4.2 Overview of Algorithms
Our algorithm for extracting significant correlations is based on the DTree storage and is listed in Algorithm1. Due to lack of space, we present our algorithm for the sliding time interval and conventional correlation formula (see Section3). The other approaches, using fixed or global intervals, can be reduced from it by considering subsequent time intervals of constant sizes (fixed), or the entire time series (global).

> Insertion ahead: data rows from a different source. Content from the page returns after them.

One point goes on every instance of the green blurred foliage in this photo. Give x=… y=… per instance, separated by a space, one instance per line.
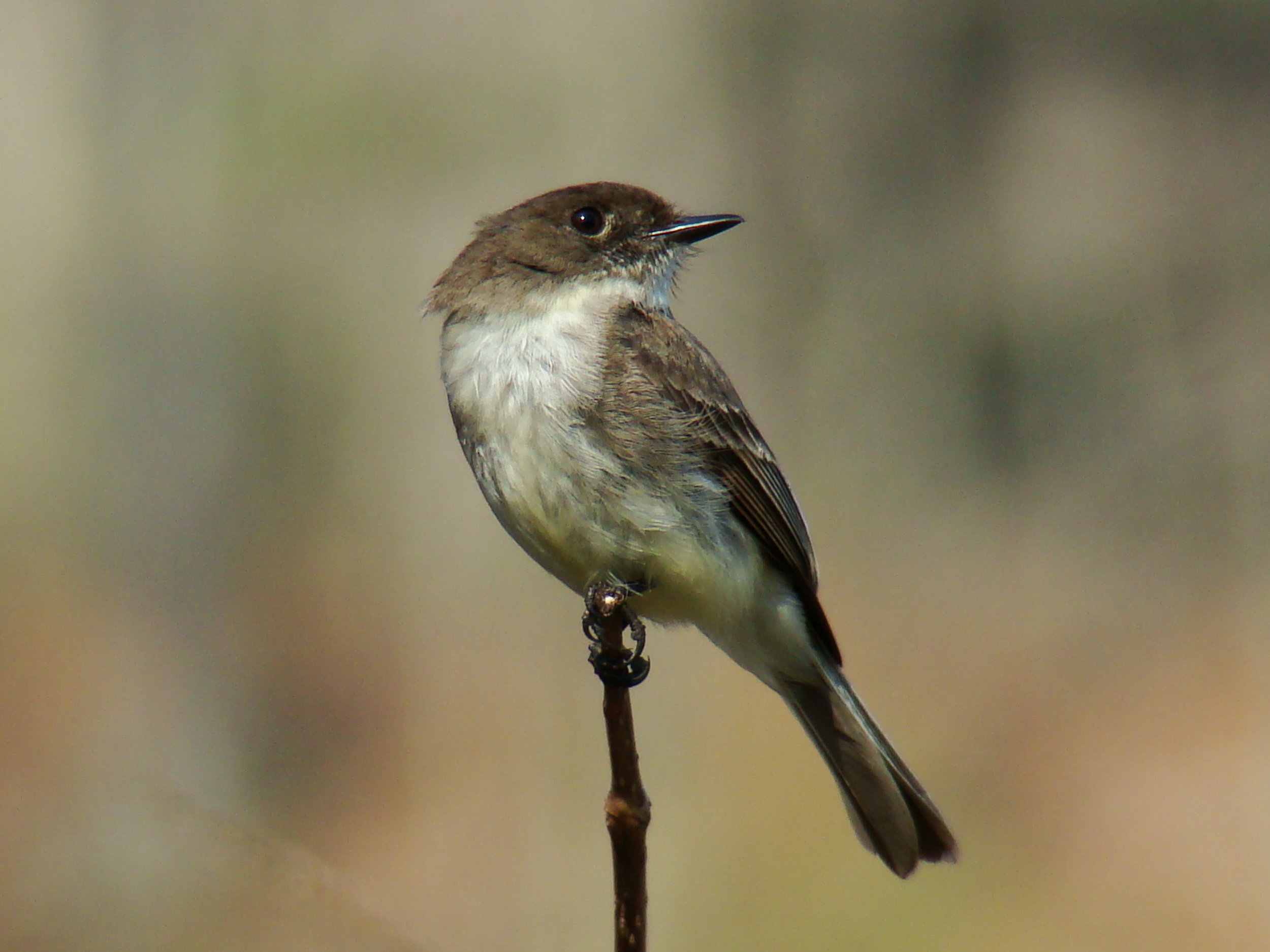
x=1000 y=305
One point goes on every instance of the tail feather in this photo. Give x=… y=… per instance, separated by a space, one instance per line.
x=892 y=815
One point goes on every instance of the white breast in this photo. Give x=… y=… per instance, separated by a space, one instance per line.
x=521 y=382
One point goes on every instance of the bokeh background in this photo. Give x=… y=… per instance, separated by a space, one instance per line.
x=272 y=677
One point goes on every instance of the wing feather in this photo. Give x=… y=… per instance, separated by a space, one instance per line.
x=736 y=452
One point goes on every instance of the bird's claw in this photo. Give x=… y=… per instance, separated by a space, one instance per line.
x=614 y=663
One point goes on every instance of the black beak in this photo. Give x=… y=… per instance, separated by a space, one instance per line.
x=696 y=227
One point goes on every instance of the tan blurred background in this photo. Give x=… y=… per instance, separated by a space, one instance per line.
x=272 y=677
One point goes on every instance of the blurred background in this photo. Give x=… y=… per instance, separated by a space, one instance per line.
x=275 y=678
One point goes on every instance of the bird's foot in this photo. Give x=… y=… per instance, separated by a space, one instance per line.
x=608 y=616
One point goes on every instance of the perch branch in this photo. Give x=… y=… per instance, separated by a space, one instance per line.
x=626 y=808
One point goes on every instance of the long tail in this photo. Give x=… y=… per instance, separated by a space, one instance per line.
x=891 y=813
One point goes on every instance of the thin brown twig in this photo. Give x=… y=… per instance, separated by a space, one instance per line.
x=626 y=808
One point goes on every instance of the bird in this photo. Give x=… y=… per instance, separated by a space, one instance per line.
x=614 y=448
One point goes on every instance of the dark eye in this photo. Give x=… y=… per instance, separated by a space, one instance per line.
x=588 y=221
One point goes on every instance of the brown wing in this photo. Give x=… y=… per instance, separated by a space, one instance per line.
x=736 y=451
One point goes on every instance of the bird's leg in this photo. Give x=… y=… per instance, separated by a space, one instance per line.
x=608 y=616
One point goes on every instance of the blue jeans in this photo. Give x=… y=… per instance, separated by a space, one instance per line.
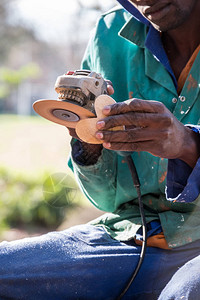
x=83 y=262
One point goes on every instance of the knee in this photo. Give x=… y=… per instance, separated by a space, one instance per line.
x=185 y=284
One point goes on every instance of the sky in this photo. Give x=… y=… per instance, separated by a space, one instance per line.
x=50 y=17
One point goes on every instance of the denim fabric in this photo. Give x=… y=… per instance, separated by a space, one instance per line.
x=84 y=262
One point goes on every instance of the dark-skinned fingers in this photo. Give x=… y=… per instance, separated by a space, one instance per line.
x=136 y=119
x=128 y=136
x=148 y=146
x=136 y=105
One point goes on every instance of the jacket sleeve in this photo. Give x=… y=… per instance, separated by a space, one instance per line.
x=183 y=184
x=98 y=181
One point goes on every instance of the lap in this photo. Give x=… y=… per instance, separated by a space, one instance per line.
x=84 y=262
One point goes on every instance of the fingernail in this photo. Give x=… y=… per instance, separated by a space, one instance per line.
x=100 y=124
x=107 y=145
x=106 y=109
x=99 y=135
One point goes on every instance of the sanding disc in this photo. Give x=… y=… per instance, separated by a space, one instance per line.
x=61 y=112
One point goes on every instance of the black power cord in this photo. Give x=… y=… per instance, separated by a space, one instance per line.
x=136 y=184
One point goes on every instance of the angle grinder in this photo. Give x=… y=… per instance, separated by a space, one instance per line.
x=82 y=94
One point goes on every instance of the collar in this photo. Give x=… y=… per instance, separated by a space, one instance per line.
x=145 y=35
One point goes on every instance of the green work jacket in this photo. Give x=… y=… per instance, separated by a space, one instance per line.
x=117 y=51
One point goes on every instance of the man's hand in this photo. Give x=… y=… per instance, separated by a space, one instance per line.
x=110 y=91
x=149 y=126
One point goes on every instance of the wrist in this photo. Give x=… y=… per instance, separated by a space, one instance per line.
x=86 y=154
x=191 y=148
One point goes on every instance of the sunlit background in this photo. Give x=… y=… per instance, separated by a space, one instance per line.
x=40 y=40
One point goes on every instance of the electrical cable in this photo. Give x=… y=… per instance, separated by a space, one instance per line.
x=136 y=184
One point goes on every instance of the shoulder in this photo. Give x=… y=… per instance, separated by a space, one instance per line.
x=114 y=19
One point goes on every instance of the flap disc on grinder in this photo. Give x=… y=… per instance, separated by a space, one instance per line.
x=61 y=112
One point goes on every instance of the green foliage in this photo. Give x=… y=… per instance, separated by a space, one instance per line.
x=11 y=78
x=23 y=200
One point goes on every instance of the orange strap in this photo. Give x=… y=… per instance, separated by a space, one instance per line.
x=186 y=70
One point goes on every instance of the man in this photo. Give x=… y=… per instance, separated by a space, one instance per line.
x=151 y=56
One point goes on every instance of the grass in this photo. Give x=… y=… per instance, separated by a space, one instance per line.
x=36 y=185
x=32 y=145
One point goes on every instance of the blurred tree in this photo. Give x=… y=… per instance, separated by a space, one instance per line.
x=11 y=34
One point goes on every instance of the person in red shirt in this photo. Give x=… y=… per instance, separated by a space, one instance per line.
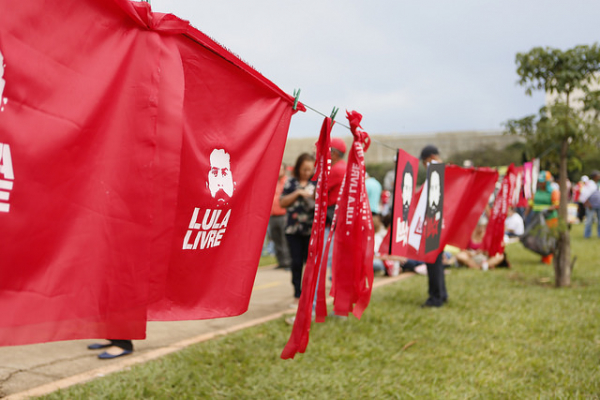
x=277 y=223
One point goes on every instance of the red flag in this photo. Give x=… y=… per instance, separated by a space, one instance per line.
x=115 y=118
x=352 y=264
x=315 y=269
x=407 y=167
x=465 y=194
x=493 y=241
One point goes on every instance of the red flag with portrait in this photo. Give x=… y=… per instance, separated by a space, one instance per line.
x=493 y=241
x=141 y=153
x=352 y=262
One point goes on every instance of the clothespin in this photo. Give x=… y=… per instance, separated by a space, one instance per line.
x=334 y=112
x=296 y=97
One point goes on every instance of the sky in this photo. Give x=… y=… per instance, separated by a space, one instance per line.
x=407 y=66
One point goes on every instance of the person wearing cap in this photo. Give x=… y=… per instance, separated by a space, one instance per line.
x=591 y=199
x=435 y=271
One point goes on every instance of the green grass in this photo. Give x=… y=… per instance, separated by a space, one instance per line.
x=267 y=261
x=505 y=334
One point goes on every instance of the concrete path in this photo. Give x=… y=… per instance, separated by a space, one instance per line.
x=39 y=369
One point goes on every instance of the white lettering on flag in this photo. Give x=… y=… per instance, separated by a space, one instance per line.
x=7 y=172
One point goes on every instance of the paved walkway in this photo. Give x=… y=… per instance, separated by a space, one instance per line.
x=38 y=369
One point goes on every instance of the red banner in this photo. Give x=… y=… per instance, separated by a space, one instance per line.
x=141 y=153
x=493 y=241
x=447 y=211
x=315 y=269
x=407 y=168
x=352 y=263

The process of mining sentiment time series is performed in a top-down fashion, going from higher to lower granularities in a DTree and from root to leaf nodes in a demographics lattice. Our approach achieves hierarchical correlation management and pruning through remembering for every pair of groups which of the identified time intervals to refine or exclude at the next granularity level. Lines13 and 16 of the algorithm only show the invocation of these functions, assuming that the corresponding time interval pruning takes an immediate effect on the next iteration.
In the second loop, we sequentially access the time series, while computing correlations between demographic groups in the third loop, where candidates are evaluated going from higher order nodes to their children. If a high correlation is detected for some candidate groups (line12), then their positively correlated children are excluded, meaning that the corresponding lattice branches are not revisited in subsequent iterations of the loop. This pruning asserts the maximality of identified correlations and also reduces the candidate set.
The described algorithm employs the sliding interval approach, where correlation interval boundaries are determined in a greedy fashion: by comparing correlation coefficients between a forward (sliding) interval w next of a fixed size, and an interval that runs from the previous boundary w prev. We note, that while the sliding time interval w next is updated for all demographics pairs as we scan the time series, the correlation time intervals w prev are computed and maintained for each demographics pair individually, and their starting boundaries do not necessarily coincide (however, all their ending boundaries border with w next while it slides). When global or fixed time interval approaches are used, it is possible to prune candidate demographic groups on-the-fly according to their estimated value of correlation, so that less and less computations are needed as we advance along the time series.
Finally, for all detected pairs of groups and correlation intervals, the algorithm can start the greedy generalization step, described in Algorithm 2. It iteratively supersedes groups with their maximal parents until they are disjoint and highly correlated.
Computing and storing correlation coefficients for all combinations of demographics nodes is only possible for small lattices, since it requires a quadratic space on the size of a lattice. But since we are interested in finding only high and significant correlations, it is possible to compute and store only such values, while still being able to answer queries with a good precision. In the following sections, we describe how correlation pruning and compression enable efficient implementation of our method.